Taysha’s promising gene therapy results marred by patient death – PharmaLive
Shares of Taysha Gene Therapies are down more than 10% after a the death of the patient tainted positive provisional data for the Company’s investigational gene therapy treatment for Sandhoff and Tay-Sachs disease, which are two forms of GM2 gangliosidosis.
Texas-based Taysha’s first TSHA-101-treated patient has been diagnosed with Sandhoff’s disease, a rare inherited condition that progressively destroys nerve cells in the brain and spinal cord. After administering TSHA-101, an experimental gene therapy that delivers both the HEXA and HEXB genes that make up the β-hexosaminidase A enzyme, the patient demonstrated clinical improvement after three months. The patient was allowed to go home. However, Taysha said the unvaccinated patient had been exposed to a family member who was symptomatic of an upper respiratory infection, which was likely COVID-19. Taysha’s patient was hospitalized with pneumonia. While there, the patient contracted a secondary hospital-acquired methicillin-resistant staphylococcus aureus (MRSA) infection and ultimately succumbed.

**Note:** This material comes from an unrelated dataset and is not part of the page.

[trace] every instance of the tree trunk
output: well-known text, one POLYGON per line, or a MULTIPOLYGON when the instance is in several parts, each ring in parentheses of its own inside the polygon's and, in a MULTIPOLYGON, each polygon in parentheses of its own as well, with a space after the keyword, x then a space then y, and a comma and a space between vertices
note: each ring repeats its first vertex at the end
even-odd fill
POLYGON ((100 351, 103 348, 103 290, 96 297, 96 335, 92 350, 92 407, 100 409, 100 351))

Trial investigators initially assessed that the patient’s death was unlikely to be due to the gene therapy. However, according to the company, a review by the independent Data Safety Monitoring Board is ongoing and the results are expected in the short term.
Prior to the patient’s death, Taysha said his disease had achieved normalization of Hex A enzyme activity by the end of the first month following gene therapy treatment. The levels were “58 times higher than the presumed asymptomatic level of 5% of normal identified by natural history at month 3,” the company said. Based on available data, the patient achieved Hex A enzyme activity of 190% and 288% of normal at month 1 and month 3, respectively.
The second patient to receive gene therapy is a Tay-Sachs patient. Another rare genetic disorder, Tay-Sachs is caused by the lack of an enzyme that helps break down fatty substances called gangliosides. Without the ability to break them down, gangliosides build up to toxic levels in the brain and spinal cord, leading to premature death.
After administration of TSHA-101, patient Tay-Sachs achieved a Hex A enzyme activity of 25% of normal at month 1. These data represent a 5-fold improvement above the assumed asymptomatic level of 5% of normal identified by natural history.
Despite the early death which is possibly related to COVID-19, Taysha said the data for TSHA-101 is the “first to support the bicistronic vector approach in humans delivering both HEXA and HEXB genes in endogenous relationship. Although the patient’s cause of death is still under investigation, the company said preliminary data suggests that TSHA-101 was well tolerated with no significant drug-related events.
TSHA-101 is the only bicistronic vector currently in clinical development for GM2 gangliosidosis and has received orphan drug and rare pediatric disease designations from the United States Food and Drug Administration. It has also received orphan drug designation from the European Commission.
“TSHA-101 is the first bicistronic vector in clinical development, which represents an important first in the field of gene therapy,” said RA Session II, President, Founder and CEO of Taysha, in a statement. “TSHA-101 demonstrated expression of HEXA and HEXB genes in the endogenous ratio, providing the ability to restore and normalize enzyme activity in GM2 gangliosidosis. We plan to provide ongoing updates on the program, with additional clinical data expected by the end of 2022.”